Tempi strani
Sono tempi strani i nostri, caratterizzati dall’abuso della parola, un abuso indiscriminato, superficiale e pericoloso che ha creato vuoti enormi nei quali rischia di scomparire ogni tipo di verità e di fatto, un vuoto nel quale si allargano e si rafforzano tutti coloro che, lucrando sulla falsità e sull’inganno puntano al controllo e al potere.
Da una crisi economica strutturale che si è palesata nel 2008, nessuno è voluto realmente uscire, tutti si sono tenuti ben lontano dalla proposta di soluzioni reali, concrete. Davanti ad un tracollo epocale di un sistema che avrebbe dovuto mettere sotto gli occhi di tutti il fallimento di un capitalismo che, senza alcuna regola e senza alcun legame con la vita reale degli esseri umani, è diventato negli anni sempre più feroce, nessuno ha avuto il coraggio e la voglia di dare una nuova visione, un nuovo sogno, un nuovo conflitto da risolvere attraverso un nuovo compromesso tra capitale e lavoro che avrebbe ridato dignità e forza al lavoro, ristabilendo il predominio ai bisogni degli esseri umani sull’accumulazione di capitale.
Davanti al fallimento la sinistra o si è rintanata nella nostalgia di ideali ormai falliti o, peggio ancora, ha accettato in maniera supina le teorie mainstream della dottrina economica neoliberista, vedendo la salvezza nella deriva di un capitalismo senza regole, nel quale l’essere umano svolge un ruolo sociale sempre più marginale, schiacciato dai dati e dalle statistiche che raccontano un mondo sempre più ricco e sempre più felice.
È mancata la capacità politica, culturale e innovativa di dare finalmente una visione nuova, ristabilendo la forza di un sogno. Un sogno che deve ripartire dalla costruzione di un sistema sociale più equo, nel quale non tutto può essere misurato secondo indici e numeri, nel quale la precarietà non può essere l’unico valore sul quale costruire i rapporti umani, nel quale ogni individuo può godere delle stesse opportunità e degli stessi diritti.
Davanti alle paure che corrono potenti nella società contemporanea la sinistra resta immobile e muta, incapace di dare soluzioni e risposte. A dare risposte immediate che riescono a soddisfare i bisogni di oggi, sono personaggi che cavalcano il momento, da Trump alla May, da Le Pen a Salvini, da de Magistris a Emiliano.

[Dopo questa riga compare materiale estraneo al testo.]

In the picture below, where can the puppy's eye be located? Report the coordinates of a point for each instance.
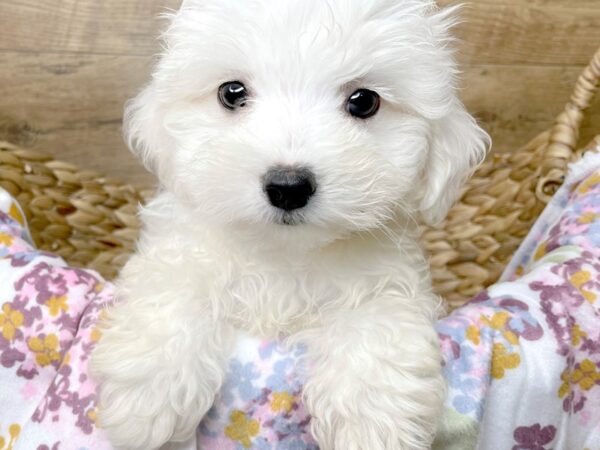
(233, 94)
(363, 104)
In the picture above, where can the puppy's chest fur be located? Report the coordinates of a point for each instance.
(271, 299)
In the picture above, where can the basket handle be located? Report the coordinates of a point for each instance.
(564, 135)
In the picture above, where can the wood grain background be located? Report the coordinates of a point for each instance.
(67, 66)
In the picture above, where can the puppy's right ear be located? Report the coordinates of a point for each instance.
(143, 127)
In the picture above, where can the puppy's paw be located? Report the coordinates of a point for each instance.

Alle paure e alla rabbia si trova un colpevole che può essere il profugo, l’Islam, il messicano, il cinese o i poteri forti. Tutti in cerca di un nemico, tutti pronti a scaricare le responsabilità su altri, tutti pronti a seguire la rabbia e la disperazione, nessuno purtroppo ha le capacità o forse la voglia di curare quella rabbia, di dare un sogno di speranza e di futuro a tutti coloro che oggi si sentono spaventai ed esclusi. Le paure andrebbero trasformate in speranze e la rabbia in azione, in partecipazione. La politica andrebbe riportata sul piano del cambiamento dell’attuale sistema sociale, economico e politico.
Fin quando ci si nasconderà dietro muri di idiozie urlate, fin quando si farà a gara ad inseguire una piazza, una protesta, un disagio per sfruttarne la forza e la potenza per meri scopi di consenso, non ci sarà futuro perché, quando ognuno si sarà barricato nella sua stanza e non sarà rimasto nessuno verso il quale proiettare la propria rabbia e le proprie frustrazioni, non ci sarà più nessun nemico e nessuna soluzione.
Non saranno i nostalgici incontri con le bandiere rosse ed i vecchi inni a risollevare le sorti del nostro pianeta. Non saranno le manifestazioni contro un governo, contro una riforma o contro un politico ad aprire un dibattito epocale attraverso il quale ristabilire i termini e gli equilibri di un nuovo sistema politico e sociale.
Il tempo è scaduto e l’avanzata dei movimenti xenofobi, fascisti e razzisti in tutto il mondo è un dato con il quale già bisogna fare i conti. Arginarlo non può essere la soluzione.
Bisogna batterlo, ed è possibile farlo solo togliendogli il terreno delle risposte, ricominciando a parlare e convincere gli ultimi per mostrargli che possono diventare primi. Questa è la sfida che oggi deve essere affrontata, una sfida che però avrebbe bisogno di una classe dirigente su scale globale capace, con basi forti e con lo sguardo proiettato al futuro. Purtroppo di classe dirigente in giro per il mondo non se ne vede molta.